PATRICK BAILEY, C, NORTH CAROLINA STATE
Comparison: Mitch Garver, C, Minnesota Twins
Garver was a godsend for Minnesota in 2019. While he broke onto the scene a little late, debuting in the majors in 2017 at the spry age of 27, Garver can not only call a heck of a game behind the plate, he can hit too. Not as common of a thing for the catching position as one would think. While Bailey should get to the bigs faster than Garver did, he will be able to show his mature approach to hitting from the first pitch of minor league ball. His power projects about a 50 (on a 20-80 scale), where his hitting is a notch below that at 45. But Bailey should be able to make the needed adjustments on the farm to show he won’t be a liability in an everyday lineup.
ZAC VEEN, OF, SPRUCE CREEK HS (FL)
Comparison: Austin Meadows, OF, Tampa Bay Rays
Five-tool potential prep star. Big, athletic body. Top-five pick potential. Meadows and Veen are twinsies. If not for Tork and Martin in this year’s draft, Veen would make a case for number one overall. Meadows had top-five potential, too, and was eventually selected ninth in the first round of the 2013 draft. Veen should see the same type of development Meadows did in the minors before his call up.
EMERSON HANCOCK, RHP, GEORGIA
Comparison: Gerrit Cole, RHP, New York Yankees
Regardless of the mocks and more cons than pros recently of Hancock’s top-three pick potential, I still believe he is the best pitcher in this year’s draft. First being selected 28th in the first of the 2008 draft by the New York Yankees, then again with the first overall pick by the Pittsburgh Pirates in the 2011 draft, Cole was destined to become a star ace for some club. Hancock’s mechanics, and more so his approach, are eerily comparable to Cole’s. Both use their size to their advantage. They don’t try to finesse a pitch that’s just not there. Each stick to what works, and focus on command and control, knowing the speed will be there. Few pitchers are that confident and have success.

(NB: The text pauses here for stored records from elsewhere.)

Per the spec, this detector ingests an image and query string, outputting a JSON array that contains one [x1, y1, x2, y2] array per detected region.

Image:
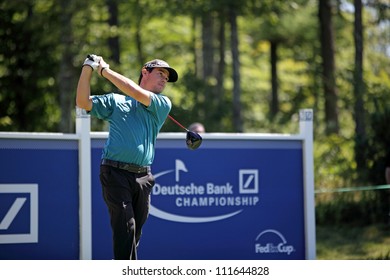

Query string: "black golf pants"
[[100, 165, 155, 260]]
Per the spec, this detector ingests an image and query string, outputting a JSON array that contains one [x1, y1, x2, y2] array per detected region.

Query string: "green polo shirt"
[[90, 93, 172, 166]]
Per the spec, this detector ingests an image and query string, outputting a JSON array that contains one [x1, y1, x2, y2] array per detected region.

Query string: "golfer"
[[76, 55, 178, 260]]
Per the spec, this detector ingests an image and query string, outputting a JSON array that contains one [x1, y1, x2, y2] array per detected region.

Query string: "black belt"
[[102, 159, 150, 173]]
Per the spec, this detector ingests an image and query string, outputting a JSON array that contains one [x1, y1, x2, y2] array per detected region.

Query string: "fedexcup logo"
[[255, 229, 295, 255], [150, 159, 260, 223]]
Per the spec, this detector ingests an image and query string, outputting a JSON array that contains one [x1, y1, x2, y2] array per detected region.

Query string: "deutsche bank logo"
[[239, 169, 259, 193], [0, 184, 38, 244]]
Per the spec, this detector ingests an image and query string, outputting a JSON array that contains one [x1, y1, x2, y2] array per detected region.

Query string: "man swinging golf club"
[[76, 55, 202, 260]]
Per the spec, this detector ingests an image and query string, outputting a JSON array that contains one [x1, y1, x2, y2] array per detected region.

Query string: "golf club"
[[168, 115, 202, 150]]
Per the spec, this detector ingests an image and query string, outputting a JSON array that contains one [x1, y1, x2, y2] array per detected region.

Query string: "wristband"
[[100, 66, 109, 78]]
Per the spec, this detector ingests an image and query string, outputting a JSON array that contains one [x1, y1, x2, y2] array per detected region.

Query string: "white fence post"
[[299, 109, 316, 260], [76, 107, 92, 260]]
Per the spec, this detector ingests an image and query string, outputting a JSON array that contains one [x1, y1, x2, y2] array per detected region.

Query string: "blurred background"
[[0, 0, 390, 259]]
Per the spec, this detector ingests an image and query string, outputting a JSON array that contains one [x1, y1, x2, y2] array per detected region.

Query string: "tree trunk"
[[214, 10, 226, 112], [319, 0, 339, 135], [270, 41, 279, 120], [229, 6, 243, 132], [353, 0, 367, 174], [58, 0, 76, 133], [106, 0, 120, 64]]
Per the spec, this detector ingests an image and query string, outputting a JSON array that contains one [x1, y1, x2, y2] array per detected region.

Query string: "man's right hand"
[[83, 54, 101, 70]]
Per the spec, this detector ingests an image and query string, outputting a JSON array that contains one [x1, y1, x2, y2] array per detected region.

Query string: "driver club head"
[[186, 131, 202, 150]]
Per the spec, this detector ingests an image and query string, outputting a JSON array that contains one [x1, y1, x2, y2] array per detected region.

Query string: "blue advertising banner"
[[92, 138, 305, 260], [0, 139, 79, 260]]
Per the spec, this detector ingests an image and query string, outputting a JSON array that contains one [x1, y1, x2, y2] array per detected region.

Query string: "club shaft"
[[168, 115, 189, 132]]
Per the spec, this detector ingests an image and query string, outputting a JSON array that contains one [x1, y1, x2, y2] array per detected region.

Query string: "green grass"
[[316, 224, 390, 260]]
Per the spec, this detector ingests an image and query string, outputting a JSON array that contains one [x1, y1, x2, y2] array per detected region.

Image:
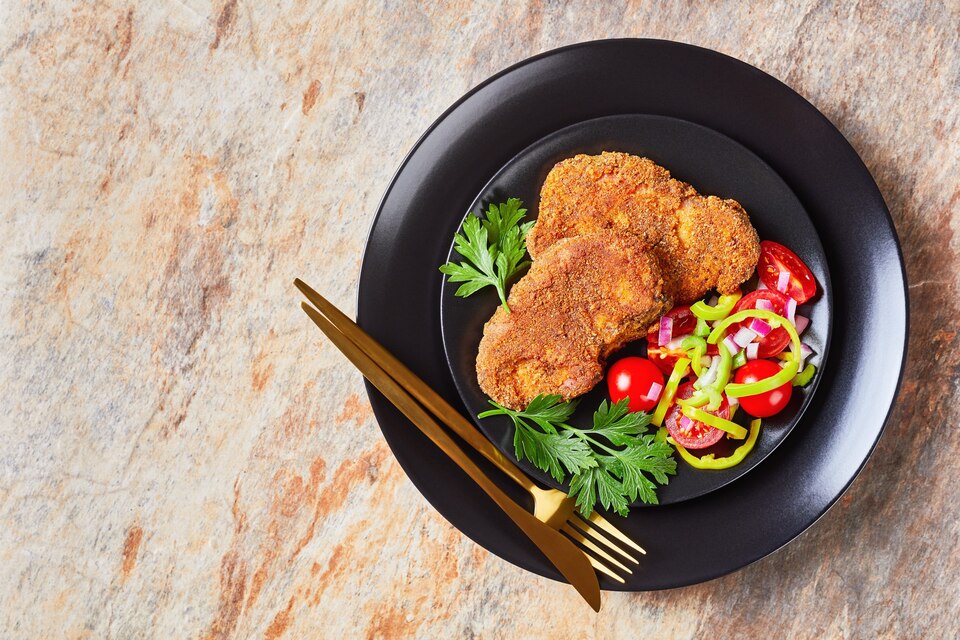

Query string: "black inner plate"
[[357, 40, 907, 591], [440, 115, 830, 506]]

MICK ABEL, RHP, JESUIT HIGH SCHOOL (OR)
Comparison: Jack Flaherty, RHP, St. Louis Cardinals
Flaherty entered the Cardinals system with good velocity, not great, but like Mick Abel is getting analyzed now, earned high marks for makeup and maturity than anything else. Flaherty relied on his size to power throws over the plate, shunning his command and control, thus why it took him a while to reach the show. His progress was a slow and steady, no frills process, which to date has paid off. We should expect the same kind of path for Abel. He’s very raw but the upside is there.
MAX MEYER, RHP, MINNESOTA
Comparison: Sonny Gray, RHP, Cincinnati Reds
Smaller pitchers with big arms and big hearts. Meyer matches with Gray almost identically. Both could touch the high-90s with their fastballs, at times maxing out at 100 MPH. Meyer’s changeup is developing nice, which in comparison to Gray, would become an essential pitch to add to his offering. Historically, short right-handers have been undervalued. Meyer is cut from the same cloth as Gray. There’s a fearlessness that can’t be taught. And sure, with that mindset Meyer will get his ass handed to him at times, but to take a line from Rocky II when my man Tony “Duke” Evers was trying to plead with Creed not to fight Rocky a second time, “The man kept coming after you!”. Meyer will do the same as Gray does today with each team he’s landed with… He just keeps coming after you.